Cenas do tipo têm se proliferado pelas igrejas no país. Outro dia um padre foi hostilizado no meio da missa, no interior do Paraná, por dizer que “o Deus da vida nunca vai pactuar com as forças da violência”. Pra quê? Uma fiel levou a palavra para um terreno arenoso, cheio de espinhos, e viu nascer ali uma propaganda velada ao aborto e à tal “ideologia de gênero”.
As abordagens mostram a encruzilhada de uma Igreja de mais de 2000 anos hoje sob ataques alimentados pelos dispositivos eletrônicos que deixam qualquer beato mal-educado e mal-informado do jeito que o Tinhoso gosta. Outras denominações entenderam que era impossível vencer a concorrência e se aliaram a ela.
Muitos, sem qualquer pudor, já enviam de dentro de templos mentiras sobre fechamento de igrejas e apologia a armas e intolerância.
Na Bíblia tem lado os que se identificam com o pai da mentira. Era um prenúncio (uma profecia?) do desafio que é, em 2022, dialogar com quem botou a palavra do Zap acima do próprio padre e agora quer ensiná-lo a rezar a missa.

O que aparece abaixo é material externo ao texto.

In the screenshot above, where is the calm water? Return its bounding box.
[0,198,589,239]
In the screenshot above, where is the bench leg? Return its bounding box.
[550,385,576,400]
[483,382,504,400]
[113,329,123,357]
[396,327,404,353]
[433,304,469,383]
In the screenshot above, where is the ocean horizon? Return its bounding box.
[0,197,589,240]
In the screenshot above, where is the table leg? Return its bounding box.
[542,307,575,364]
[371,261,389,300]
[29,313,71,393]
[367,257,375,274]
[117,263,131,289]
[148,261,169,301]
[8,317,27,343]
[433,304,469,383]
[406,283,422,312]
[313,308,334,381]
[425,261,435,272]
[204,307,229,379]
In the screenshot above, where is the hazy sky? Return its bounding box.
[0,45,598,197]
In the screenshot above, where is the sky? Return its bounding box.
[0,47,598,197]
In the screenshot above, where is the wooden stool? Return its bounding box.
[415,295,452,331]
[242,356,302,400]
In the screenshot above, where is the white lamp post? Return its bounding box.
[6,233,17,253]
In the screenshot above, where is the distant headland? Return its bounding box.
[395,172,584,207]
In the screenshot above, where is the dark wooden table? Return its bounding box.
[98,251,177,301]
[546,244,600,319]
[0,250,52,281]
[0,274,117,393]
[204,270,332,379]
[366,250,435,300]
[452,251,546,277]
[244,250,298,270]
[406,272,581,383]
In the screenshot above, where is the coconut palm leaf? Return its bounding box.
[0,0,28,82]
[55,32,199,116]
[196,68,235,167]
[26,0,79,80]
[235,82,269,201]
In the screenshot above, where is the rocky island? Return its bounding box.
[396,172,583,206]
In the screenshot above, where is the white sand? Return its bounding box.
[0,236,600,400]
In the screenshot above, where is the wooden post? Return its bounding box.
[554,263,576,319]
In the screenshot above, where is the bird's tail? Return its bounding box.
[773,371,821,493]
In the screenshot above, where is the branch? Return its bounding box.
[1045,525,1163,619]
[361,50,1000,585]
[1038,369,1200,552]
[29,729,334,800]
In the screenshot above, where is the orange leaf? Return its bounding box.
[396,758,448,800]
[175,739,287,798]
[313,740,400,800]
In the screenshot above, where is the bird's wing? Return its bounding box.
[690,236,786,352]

Se prestasse atenção no Evangelho daquele domingo (16), a fiel indignada com a lembrança das vítimas assassinadas pelas injustiças mundanas talvez saísse da igreja com a alma alimentada pela leitura de Lucas, capítulo 18, versículos 1 a 8. “Quando o filho do homem vier, encontrará fé aqui na terra?”.
Eram as palavras finais da leitura mais importante daquele domingo, Dia da Ciência e da Tecnologia e também o Dia Mundial da Alimentação.
Celebrava-se também o dia de São Geraldo Majela, padroeiro das pessoas acusadas falsamente, e de Santa Edwiges, protetora dos pobres e endividados.